DEĞİŞİME HAZIR OLUNMALI
– Sadece ekonomiyi, hukuku değil, eğitim reformunu da vurguluyorsunuz açıklamalarınızda…
Çünkü bilgi toplumuna dönüşümde, dijital çağın eşiğinde bilimsel düşünen, sorgulayan, araştıran ve yorumlama becerisi olan gençlere ihtiyacımız var. Bilimin temel alındığı bir eğitim anlayışı kapsamında, çocuklarımıza analitik ve eleştirel düşünme, problem çözme, yenilikçilik, işbirliği, iletişim ve yabancı dil gibi, olmazsa olmaz becerilerin kazandırılması, onların potansiyelini açığa çıkaracaktır. Dünyadaki yaşıtlarına kıyasla onları ileri taşımak için bu beceriler elzemdir. Bugün, eğitim sistemlerinin yeni nesilleri “değişime” hazırlaması, geçmişte olduğundan çok daha büyük önem kazanmış durumda. Yeni nesilleri gelecek için, bugünden öngöremediğimiz problemleri çözmek için, hatta henüz adını bilmediğimiz meslekler için hazırlamak durumundayız. Bu oldukça zorlu bir görev. Tüm dünya ülkeleri de eğitim sistemleriyle ilgili olarak bu konuları tartışıyor.

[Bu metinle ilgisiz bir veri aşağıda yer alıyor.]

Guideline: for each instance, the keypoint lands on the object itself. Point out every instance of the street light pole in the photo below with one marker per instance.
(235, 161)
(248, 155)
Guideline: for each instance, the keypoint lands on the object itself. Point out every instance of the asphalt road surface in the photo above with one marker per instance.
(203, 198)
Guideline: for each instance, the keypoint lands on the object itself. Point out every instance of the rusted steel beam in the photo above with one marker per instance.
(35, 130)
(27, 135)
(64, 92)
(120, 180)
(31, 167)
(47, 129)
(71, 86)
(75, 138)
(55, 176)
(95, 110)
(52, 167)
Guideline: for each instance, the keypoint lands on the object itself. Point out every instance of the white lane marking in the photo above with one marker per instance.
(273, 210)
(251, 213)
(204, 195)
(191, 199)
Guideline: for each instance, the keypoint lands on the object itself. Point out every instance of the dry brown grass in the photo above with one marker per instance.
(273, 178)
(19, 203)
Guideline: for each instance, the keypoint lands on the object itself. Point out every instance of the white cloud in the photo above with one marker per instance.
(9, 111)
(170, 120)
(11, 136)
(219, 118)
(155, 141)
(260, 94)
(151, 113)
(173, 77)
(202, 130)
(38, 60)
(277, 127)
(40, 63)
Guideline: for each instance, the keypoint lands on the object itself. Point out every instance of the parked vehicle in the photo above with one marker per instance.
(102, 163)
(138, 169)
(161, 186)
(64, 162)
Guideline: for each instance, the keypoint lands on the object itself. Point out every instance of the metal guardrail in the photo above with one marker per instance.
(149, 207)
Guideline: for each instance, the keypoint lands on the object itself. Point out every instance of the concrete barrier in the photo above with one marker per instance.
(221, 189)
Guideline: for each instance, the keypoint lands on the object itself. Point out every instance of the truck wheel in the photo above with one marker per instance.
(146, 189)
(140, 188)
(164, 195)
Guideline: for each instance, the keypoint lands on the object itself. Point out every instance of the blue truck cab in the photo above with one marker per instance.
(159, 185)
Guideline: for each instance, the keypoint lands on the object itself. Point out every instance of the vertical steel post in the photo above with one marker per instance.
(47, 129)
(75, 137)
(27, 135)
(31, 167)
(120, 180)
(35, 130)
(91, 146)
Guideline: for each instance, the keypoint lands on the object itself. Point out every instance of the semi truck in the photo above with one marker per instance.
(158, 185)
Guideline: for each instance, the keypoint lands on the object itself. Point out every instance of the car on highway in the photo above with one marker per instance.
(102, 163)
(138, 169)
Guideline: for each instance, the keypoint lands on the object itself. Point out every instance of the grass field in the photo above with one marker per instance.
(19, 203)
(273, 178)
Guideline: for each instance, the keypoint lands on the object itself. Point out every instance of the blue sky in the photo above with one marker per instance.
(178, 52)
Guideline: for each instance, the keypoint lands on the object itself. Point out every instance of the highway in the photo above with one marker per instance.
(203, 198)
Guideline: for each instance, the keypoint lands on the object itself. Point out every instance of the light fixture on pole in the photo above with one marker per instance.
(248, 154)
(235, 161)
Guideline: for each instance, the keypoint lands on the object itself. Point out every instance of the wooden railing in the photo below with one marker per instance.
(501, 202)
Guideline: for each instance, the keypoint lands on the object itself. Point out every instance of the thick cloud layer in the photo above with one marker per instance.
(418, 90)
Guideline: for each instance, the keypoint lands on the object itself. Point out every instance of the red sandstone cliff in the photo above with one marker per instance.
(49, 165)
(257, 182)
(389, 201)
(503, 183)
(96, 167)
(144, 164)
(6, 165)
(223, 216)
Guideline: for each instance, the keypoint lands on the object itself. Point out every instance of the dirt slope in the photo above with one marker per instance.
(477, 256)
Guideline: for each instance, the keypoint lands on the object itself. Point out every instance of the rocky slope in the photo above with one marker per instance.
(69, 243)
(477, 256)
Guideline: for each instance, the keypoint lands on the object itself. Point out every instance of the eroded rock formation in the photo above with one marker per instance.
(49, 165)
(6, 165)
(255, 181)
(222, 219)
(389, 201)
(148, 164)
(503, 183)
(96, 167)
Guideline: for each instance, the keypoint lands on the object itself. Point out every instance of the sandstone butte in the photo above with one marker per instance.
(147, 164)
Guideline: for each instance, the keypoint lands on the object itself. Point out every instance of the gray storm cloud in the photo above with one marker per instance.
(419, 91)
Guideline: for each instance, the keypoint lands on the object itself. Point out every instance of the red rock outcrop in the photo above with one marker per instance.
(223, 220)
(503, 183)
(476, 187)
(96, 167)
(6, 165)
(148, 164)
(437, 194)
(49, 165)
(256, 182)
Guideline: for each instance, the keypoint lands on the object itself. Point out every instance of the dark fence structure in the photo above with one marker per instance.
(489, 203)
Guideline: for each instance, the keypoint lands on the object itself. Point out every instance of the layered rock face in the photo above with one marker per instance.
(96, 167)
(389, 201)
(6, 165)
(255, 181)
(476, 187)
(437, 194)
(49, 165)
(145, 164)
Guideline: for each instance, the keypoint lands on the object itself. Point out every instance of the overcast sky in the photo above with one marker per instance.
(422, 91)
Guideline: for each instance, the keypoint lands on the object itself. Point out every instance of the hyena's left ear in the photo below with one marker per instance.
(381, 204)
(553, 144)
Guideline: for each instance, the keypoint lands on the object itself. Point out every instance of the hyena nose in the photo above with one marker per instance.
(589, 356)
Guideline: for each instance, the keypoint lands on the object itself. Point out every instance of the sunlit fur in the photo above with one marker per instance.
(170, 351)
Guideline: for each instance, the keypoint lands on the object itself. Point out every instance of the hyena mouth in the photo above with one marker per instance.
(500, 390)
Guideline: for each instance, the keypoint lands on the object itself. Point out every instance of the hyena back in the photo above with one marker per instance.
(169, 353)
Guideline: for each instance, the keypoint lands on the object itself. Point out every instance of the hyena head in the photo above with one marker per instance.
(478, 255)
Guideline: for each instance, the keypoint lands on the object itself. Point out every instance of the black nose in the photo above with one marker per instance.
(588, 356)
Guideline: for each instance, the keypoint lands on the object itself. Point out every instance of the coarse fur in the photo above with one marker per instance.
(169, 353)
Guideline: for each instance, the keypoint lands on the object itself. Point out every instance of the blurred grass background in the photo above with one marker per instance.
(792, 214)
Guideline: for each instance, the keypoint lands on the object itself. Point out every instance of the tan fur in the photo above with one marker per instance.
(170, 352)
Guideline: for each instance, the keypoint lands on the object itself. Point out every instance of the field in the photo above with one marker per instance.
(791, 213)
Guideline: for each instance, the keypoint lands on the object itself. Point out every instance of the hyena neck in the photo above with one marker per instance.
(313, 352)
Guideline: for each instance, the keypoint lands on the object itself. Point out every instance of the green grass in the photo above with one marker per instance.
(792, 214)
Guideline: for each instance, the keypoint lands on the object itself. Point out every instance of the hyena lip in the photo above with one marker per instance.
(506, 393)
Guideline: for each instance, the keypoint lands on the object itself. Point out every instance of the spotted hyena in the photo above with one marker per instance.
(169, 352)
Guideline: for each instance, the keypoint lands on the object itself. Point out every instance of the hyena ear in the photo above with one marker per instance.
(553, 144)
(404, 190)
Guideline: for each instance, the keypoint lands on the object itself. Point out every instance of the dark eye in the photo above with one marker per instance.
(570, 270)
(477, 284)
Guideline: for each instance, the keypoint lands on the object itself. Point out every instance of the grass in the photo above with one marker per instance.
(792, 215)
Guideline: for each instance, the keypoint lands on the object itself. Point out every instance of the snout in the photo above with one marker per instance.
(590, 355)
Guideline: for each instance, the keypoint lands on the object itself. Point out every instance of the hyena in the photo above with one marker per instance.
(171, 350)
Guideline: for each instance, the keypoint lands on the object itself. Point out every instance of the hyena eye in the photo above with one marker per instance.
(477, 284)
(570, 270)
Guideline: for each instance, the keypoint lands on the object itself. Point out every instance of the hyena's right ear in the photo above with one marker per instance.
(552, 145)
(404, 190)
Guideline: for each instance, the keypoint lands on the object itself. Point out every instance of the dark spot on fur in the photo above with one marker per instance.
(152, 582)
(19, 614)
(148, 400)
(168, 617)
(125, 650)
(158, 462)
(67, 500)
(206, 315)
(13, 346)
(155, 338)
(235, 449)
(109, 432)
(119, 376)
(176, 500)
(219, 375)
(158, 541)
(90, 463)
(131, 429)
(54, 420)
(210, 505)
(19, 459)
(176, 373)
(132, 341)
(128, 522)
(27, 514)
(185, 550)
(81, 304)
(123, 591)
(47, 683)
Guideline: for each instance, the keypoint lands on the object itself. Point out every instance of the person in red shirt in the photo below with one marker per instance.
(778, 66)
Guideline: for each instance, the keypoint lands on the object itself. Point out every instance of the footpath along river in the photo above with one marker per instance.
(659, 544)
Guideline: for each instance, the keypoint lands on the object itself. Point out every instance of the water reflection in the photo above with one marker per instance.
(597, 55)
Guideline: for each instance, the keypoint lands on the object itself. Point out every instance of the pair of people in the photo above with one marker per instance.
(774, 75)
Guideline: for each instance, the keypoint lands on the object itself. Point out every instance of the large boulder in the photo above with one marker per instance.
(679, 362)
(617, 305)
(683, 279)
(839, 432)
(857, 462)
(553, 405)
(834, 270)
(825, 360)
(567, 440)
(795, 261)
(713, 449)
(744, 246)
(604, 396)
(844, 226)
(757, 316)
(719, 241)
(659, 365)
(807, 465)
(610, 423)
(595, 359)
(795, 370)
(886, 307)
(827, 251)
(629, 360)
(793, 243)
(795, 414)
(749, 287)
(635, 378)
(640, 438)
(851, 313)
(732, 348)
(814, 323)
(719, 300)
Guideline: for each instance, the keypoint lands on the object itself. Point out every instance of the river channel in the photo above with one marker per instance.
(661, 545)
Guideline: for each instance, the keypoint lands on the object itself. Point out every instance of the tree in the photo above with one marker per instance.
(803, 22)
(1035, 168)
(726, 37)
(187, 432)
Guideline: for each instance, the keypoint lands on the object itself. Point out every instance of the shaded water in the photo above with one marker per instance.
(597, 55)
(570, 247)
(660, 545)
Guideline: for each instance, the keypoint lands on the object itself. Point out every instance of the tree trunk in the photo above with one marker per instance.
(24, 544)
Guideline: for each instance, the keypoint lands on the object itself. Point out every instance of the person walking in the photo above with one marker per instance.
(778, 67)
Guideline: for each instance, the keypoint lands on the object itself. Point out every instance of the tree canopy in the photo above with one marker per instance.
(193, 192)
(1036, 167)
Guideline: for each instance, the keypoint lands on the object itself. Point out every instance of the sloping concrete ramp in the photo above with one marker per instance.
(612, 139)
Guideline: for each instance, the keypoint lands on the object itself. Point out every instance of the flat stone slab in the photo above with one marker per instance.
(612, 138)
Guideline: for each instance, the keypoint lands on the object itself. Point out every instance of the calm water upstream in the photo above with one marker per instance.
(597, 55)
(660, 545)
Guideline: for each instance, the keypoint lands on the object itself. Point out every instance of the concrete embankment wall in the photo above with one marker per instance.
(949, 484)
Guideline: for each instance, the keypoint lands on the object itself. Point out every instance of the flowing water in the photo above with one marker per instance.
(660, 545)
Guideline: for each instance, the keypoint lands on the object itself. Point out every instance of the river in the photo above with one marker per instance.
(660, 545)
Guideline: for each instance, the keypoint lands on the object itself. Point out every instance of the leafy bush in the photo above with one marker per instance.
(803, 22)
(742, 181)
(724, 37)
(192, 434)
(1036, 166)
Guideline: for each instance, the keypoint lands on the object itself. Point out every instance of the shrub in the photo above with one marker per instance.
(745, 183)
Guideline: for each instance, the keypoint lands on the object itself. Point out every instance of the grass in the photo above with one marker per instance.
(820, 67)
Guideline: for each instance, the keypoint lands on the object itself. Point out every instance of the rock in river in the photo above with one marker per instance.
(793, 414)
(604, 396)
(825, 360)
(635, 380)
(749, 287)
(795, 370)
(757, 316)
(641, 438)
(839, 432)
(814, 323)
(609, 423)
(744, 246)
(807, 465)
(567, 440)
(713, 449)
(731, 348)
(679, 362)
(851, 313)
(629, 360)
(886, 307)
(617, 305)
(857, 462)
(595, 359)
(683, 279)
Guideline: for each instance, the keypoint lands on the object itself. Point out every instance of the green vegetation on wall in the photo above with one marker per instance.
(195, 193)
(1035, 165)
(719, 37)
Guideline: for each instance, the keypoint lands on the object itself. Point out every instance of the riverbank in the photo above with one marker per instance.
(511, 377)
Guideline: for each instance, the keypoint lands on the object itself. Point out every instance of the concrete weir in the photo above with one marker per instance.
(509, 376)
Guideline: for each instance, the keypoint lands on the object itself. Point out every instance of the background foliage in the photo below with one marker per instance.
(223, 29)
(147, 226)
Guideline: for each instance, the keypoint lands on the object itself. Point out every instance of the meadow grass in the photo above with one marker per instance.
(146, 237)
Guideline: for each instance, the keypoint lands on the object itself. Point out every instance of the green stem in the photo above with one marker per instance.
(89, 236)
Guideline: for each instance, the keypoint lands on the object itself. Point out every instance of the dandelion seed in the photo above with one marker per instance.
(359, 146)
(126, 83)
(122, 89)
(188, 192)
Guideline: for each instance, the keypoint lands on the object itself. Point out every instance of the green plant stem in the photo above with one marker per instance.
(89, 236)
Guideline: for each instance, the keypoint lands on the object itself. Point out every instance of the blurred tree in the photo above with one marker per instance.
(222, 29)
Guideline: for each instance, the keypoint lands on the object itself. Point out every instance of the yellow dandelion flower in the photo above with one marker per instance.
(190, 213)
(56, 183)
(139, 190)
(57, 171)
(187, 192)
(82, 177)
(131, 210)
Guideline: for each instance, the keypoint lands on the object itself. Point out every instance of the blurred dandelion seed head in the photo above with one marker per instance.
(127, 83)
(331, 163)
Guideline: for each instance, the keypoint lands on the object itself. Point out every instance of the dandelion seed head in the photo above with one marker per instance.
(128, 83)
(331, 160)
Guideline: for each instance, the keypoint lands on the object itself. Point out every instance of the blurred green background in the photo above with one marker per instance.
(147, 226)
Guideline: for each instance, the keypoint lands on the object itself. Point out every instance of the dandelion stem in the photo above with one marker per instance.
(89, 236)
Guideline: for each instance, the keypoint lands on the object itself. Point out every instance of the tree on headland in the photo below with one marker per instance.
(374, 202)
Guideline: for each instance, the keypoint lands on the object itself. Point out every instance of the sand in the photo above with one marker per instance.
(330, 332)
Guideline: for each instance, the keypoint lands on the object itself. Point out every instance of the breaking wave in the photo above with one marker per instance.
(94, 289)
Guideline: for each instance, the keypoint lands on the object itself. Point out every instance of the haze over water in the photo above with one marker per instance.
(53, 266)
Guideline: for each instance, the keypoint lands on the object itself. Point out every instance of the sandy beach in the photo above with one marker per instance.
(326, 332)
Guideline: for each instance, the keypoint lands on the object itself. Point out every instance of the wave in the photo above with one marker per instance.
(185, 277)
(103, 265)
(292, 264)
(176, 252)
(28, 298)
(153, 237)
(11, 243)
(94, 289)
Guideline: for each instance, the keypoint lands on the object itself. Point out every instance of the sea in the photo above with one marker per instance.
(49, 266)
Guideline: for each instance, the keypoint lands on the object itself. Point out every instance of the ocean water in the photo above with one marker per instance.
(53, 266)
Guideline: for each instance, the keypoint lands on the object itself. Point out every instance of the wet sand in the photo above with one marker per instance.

ÖĞRETMENLER GÜÇLENDİRİLMELİ
– Peki, Türkiye ne yapmalı?
Bu zorlukların aşılmasında, eğitim politikalarının veriye dayalı olarak ve katılımcı bir yöntemle oluşturulup yine veriye dayalı olarak yenilenmesi önemli katkı sağlayacaktır. Çünkü ekonomi politikalarında öngörülebilirlik ne kadar önemliyse, eğitim politikalarında da o kadar önemlidir. 21. Yüzyıl becerilerine sahip nesiller, ancak nitelikli öğretmenler sayesinde yetiştirilebilir. Öğretmenlerin hem nitelik, hem de olanaklar bakımından güçlendirilmesi, eğitimin başarısını doğrudan etkileyecektir.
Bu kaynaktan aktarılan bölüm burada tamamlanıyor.